Following accusations that the New England Patriots used under-inflated balls during the AFC Championship game against the Indianapolis Colts two weeks ago, Goodell said the NFL is focusing on two questions: "Why were some footballs used in the game that were not in compliance with the rules, and was this result of a deliberate action?"

"We take seriously anything that potentially impacts the integrity of the game," Goodell said in his State of the League speech, ahead of this weekend's Super Bowl game between the Patriots and Seattle Seahawks.

"I want to emphasize, we have made no judgement on these points. And we will not compromise the investigation by engaging in speculation."

Goodell confirmed the footballs were tested at halftime of the AFC championship game.

Once the investigation is complete, the results will be shared publicly, according to Goodell.

Goodell was also asked about Seattle Seahawks running back Marshawn Lynch's comments at Media Day on Tuesday, during which the player repetitively said, "I am just here so I won't get fined."

"Marshawn understands the importance of the Super Bowl," Goodell said. "I've been very clear that when you're in the NFL you have an obligation to the fans."

"It is part of your job. And there are things we all have to do in our jobs that we may not necessarily want to do," he added.

"It may not be at the top of his list. Everyone else is cooperating and doing their part. It is our obligation," Goodell said. "It comes with the territory. It comes with the privilege of playing."

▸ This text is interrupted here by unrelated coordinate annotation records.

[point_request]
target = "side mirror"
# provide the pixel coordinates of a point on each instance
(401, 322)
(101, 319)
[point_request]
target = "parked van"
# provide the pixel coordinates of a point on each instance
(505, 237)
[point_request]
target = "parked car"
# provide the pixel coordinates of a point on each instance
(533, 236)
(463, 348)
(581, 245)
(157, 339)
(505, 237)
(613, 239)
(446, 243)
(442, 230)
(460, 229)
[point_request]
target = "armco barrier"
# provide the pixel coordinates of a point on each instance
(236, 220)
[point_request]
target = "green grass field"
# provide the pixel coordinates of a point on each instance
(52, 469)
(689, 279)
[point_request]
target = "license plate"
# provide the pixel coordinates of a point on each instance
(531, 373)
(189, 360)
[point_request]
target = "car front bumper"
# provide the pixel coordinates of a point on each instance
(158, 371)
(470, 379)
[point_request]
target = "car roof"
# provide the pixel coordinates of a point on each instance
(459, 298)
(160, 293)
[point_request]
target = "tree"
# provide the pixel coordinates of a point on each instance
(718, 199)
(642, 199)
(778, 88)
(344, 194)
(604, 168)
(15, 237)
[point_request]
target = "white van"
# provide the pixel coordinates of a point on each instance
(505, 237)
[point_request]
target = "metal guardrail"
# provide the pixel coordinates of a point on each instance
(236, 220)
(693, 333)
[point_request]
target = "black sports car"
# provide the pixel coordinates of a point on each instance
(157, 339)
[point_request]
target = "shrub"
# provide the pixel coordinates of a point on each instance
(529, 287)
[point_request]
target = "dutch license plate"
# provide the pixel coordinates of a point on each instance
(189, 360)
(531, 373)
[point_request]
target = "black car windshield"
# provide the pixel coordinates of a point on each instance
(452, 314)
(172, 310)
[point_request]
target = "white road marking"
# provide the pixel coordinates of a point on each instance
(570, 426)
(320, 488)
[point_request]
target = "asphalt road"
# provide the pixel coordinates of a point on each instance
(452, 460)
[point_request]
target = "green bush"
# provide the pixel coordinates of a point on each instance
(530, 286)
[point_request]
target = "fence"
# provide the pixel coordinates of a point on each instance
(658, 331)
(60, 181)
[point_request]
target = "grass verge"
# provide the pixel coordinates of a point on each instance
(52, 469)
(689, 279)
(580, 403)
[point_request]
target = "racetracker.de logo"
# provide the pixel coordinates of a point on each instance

Looking to the off season, Goodell said the league will focus is on player safety, including establishing a Chief Medical Officer position to oversee medical-related policies.

Goodell said he expects to have the position "in place very soon."

Goodell added that concussions were down 25 percent this season, continuing a three-year trend.

The league also aims to bring more awareness to domestic violence and sexual assault, Goodell said.

This past Thursday was the first meeting of the new League Conduct Committee to review the personal conduct policy, of which Goodell said "raises the standards for all of us" by emphasizing ongoing education, prevention and support services.

"We want to make a difference, not just internally but externally."

Looking back on this season, Goodell said the league is in a better place than it was in August.

"We obviously as an organization have gone through adversity," he said, but noted that "the NFL is made up of good and caring people."

"It's been a tough year but a year of progress," Goodell said.